If any portion of the distribution is treated as a deemed dividend, as described above, Canadian withholding tax at a rate of 25% will apply, subject to reduction under the provisions of an applicable income tax convention between Canada and the Non-Resident Holder's country of residence (a "Tax Treaty").
A Non-Resident Holder who realizes a capital gain as a result of the distribution, as described above, will not be subject to Canadian income tax under the Tax Act in respect of such gain provided the Common Shares are not "taxable Canadian property" to such Non-Resident Holder. The Common Shares generally will not be taxable Canadian property provided that: such shares are listed on a designated stock exchange within the meaning of the Tax Act (which currently includes the TSXV); unless at any time during the sixty month period immediately preceding the Distribution, (a) the Non-Resident Holder has, either alone or in combination with persons with whom the Non-Resident Holder does not deal at arm's length, owned 25% or more of the issued shares of any class or series of shares in the capital of the Company, and (b) more than 50% of the fair market value of the Common Shares was not derived directly or indirectly from one or any combination of real or immovable property situated in Canada, "Canadian resource properties" (as defined in the Tax Act), "timber resource properties" (as defined in the Tax Act), and options in respect of, or interests in, or for civil law rights in, any such property.
Notwithstanding the above, a Common Share may be deemed under the Tax Act to be "taxable Canadian property" of a particular Non-Resident Holder where the Non-Resident Holder acquired or held the share in certain circumstances, including acquiring the share in consideration of the disposition of other taxable Canadian property.
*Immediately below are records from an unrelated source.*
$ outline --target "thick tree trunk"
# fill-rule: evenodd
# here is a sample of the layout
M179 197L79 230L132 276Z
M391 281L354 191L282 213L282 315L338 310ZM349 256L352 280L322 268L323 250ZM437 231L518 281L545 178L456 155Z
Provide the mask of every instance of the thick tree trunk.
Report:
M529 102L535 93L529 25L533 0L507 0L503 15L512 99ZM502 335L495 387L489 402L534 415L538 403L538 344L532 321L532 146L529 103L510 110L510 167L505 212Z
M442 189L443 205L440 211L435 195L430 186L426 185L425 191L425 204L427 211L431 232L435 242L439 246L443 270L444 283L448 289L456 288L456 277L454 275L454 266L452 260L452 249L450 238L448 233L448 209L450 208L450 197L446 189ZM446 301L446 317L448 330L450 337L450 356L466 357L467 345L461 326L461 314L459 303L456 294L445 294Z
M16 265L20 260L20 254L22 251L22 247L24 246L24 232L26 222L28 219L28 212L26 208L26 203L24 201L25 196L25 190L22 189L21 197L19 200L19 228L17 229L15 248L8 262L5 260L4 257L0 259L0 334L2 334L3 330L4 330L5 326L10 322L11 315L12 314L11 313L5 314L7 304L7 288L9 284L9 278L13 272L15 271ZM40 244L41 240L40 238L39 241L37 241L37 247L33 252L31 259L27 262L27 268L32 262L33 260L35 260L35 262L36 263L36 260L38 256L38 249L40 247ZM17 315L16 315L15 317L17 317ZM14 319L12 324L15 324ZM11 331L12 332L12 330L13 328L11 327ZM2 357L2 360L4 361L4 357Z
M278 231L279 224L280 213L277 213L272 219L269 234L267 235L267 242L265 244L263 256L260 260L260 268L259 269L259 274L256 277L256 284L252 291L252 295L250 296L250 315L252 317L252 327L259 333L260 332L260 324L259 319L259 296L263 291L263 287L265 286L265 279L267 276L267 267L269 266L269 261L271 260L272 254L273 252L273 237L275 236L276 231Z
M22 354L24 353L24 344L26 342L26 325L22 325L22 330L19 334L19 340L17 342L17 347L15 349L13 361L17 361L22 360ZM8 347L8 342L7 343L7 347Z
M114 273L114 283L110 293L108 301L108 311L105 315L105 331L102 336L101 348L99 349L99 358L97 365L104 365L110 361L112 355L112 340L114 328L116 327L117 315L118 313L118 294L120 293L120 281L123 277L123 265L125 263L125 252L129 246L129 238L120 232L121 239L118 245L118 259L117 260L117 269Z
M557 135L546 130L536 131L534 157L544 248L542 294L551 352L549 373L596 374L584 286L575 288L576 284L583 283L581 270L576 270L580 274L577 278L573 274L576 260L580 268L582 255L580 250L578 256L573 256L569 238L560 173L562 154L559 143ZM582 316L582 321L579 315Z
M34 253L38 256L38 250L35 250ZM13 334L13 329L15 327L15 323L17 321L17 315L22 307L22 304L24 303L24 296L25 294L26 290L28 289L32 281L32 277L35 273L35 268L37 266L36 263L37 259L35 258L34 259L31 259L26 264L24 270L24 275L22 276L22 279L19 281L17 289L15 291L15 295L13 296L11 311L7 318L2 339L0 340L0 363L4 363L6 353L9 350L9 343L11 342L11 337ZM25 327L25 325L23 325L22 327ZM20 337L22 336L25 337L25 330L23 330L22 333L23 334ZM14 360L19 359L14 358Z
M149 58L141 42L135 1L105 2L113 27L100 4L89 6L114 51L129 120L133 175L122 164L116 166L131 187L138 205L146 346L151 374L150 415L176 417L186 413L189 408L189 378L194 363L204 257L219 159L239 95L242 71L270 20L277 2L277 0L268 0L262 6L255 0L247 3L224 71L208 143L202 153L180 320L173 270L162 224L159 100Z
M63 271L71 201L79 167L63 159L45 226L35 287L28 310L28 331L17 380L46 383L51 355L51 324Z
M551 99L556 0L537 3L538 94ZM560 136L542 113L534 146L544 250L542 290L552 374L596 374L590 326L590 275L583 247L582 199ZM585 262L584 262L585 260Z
Non-Resident Holders for whom a Common Share may be taxable Canadian property should consult their own tax advisors.
In the event that the Common Shares constitute taxable Canadian property to a particular Non-Resident Holder, the consequences under the Tax Act of realizing a capital gain will generally be the same as those for Resident Holders described above. Non-Resident Holders should consult with their own tax advisors as to the availability of relief from Canadian tax under an applicable income tax convention between Canada and the Non-Resident Holder's country of residence.
The Company has not sought advice from legal counsel in other jurisdictions with respect to the return of capital or the distributions for Shareholders that are not resident in Canada for the purposes of the Tax Act, therefore all such Shareholders should consult their own legal and accounting professionals for advice as to the tax and legal impact of the Return of Capital and the Dissolution in their own circumstances and applicable jurisdictions.